One issue that comes up in most wrongful death cases is the doctor-patient privilege. This privilege protects the patient’s medical records from disclosure. Generally, the doctor cannot disclose any information he or she may have acquired while attending to the patient as a doctor unless the patient has waived the privilege.
Relinquishment of the Doctor-Patient Privilege
The death of the patient does not result in a relinquishment of the doctor-patient privilege nor does it mean that the privilege has become absolute. Depending on the state laws, the deceased patient’s surviving dependents or personal representative may waive the privilege on behalf of the patient. Many doctors and hospitals find this as a violation of the privilege and are reluctant to provide information to attorneys. In some states, the law expressly provides for disclosure of information to other doctors and hospitals but is silent on disclosure to attorneys.

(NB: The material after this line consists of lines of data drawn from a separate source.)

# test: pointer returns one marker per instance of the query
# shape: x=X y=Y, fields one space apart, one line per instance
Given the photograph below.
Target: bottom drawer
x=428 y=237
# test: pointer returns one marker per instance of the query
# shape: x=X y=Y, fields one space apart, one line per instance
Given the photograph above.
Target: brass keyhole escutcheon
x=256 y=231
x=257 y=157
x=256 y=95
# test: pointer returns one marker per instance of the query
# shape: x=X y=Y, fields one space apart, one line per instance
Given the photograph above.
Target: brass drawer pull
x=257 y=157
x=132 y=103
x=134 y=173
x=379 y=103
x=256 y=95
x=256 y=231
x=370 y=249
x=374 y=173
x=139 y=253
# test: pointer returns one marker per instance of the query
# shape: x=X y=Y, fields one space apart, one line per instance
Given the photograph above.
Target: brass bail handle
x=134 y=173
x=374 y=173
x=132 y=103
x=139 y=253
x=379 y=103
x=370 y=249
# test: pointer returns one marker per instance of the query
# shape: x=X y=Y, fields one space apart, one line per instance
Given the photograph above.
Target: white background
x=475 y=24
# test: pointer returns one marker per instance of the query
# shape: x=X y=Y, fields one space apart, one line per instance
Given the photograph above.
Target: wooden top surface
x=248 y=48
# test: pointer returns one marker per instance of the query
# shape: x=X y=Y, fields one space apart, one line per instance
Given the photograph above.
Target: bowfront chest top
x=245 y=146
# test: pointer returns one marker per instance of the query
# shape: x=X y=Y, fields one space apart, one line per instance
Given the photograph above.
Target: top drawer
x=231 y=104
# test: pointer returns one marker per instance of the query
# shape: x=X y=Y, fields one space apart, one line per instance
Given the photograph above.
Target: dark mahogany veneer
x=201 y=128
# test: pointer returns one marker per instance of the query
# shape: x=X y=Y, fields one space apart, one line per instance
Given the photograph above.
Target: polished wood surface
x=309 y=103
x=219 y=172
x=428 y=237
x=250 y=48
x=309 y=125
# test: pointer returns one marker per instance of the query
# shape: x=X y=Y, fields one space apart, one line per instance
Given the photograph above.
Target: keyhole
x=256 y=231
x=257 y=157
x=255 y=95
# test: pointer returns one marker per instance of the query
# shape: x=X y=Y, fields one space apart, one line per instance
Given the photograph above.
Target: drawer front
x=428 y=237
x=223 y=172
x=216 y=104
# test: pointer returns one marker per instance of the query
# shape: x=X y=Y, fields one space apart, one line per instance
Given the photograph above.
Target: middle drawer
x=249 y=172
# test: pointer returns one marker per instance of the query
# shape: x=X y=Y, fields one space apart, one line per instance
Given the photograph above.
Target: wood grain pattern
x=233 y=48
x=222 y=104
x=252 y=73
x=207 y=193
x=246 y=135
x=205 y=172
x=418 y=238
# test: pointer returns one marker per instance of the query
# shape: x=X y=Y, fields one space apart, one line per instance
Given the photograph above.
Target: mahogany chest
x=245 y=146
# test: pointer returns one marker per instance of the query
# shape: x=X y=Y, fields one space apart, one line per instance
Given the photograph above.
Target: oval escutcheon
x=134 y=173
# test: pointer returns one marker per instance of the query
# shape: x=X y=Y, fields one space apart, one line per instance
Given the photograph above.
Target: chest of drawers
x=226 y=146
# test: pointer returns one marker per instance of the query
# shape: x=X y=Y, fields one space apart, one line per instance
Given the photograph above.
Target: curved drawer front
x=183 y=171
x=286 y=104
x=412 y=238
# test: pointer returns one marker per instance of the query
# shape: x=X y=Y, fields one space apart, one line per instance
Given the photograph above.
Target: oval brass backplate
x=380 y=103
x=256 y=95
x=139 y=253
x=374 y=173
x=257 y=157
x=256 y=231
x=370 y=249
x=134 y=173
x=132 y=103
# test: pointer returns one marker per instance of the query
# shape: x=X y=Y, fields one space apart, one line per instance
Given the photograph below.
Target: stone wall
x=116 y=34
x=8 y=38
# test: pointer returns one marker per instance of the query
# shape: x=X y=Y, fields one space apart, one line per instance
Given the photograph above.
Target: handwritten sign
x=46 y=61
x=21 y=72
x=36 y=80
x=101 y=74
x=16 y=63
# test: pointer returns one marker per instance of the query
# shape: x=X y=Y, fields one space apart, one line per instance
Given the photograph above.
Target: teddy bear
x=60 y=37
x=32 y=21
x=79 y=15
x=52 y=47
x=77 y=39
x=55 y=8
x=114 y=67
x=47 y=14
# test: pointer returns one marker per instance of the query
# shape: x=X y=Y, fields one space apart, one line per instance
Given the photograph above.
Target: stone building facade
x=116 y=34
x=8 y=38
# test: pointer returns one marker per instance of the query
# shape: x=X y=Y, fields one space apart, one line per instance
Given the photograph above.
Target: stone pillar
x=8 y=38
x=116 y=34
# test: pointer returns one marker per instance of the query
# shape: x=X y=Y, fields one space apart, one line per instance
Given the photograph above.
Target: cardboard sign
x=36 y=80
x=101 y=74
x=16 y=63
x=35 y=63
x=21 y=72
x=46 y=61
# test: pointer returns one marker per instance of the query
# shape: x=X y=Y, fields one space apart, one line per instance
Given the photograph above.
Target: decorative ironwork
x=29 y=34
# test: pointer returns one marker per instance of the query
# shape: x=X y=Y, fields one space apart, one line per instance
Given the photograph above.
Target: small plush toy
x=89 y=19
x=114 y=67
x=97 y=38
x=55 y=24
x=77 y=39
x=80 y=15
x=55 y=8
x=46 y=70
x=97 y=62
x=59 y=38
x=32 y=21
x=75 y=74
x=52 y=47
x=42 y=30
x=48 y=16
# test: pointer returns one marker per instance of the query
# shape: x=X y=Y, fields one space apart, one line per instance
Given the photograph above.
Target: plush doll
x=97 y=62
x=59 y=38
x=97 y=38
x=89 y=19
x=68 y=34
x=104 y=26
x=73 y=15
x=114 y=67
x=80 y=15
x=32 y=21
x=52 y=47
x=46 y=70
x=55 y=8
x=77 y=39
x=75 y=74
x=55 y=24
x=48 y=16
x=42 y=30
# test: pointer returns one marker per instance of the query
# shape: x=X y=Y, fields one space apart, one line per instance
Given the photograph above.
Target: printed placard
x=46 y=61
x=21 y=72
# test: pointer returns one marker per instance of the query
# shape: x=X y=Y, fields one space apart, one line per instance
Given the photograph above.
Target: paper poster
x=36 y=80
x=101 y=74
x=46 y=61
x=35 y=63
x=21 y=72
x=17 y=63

The right of a plaintiff in a wrongful death lawsuit to gain access to the medical records of the deceased patient for any purpose other than the wrongful death lawsuit is a highly debated issue. The right becomes absolute when someone seeks access to the records to file a lawsuit. Generally, a personal representative must be appointed before the medical records can be accessed. The filing of a wrongful death lawsuit may result in a waiver of the privilege by operation of law more so if the patient’s health is an issue. The doctor must generally provide the requested information except any information that if disclosed, will cause disgrace to the deceased patient.
When a personal injury or negligence lawsuit is filed, the privilege is considered waived in terms of all medical treatments connected to the lawsuit. Even in a wrongful death claim, the next of kin/family members of the deceased patient may recover compensation for pain and suffering that the patient may have suffered prior to his or her death.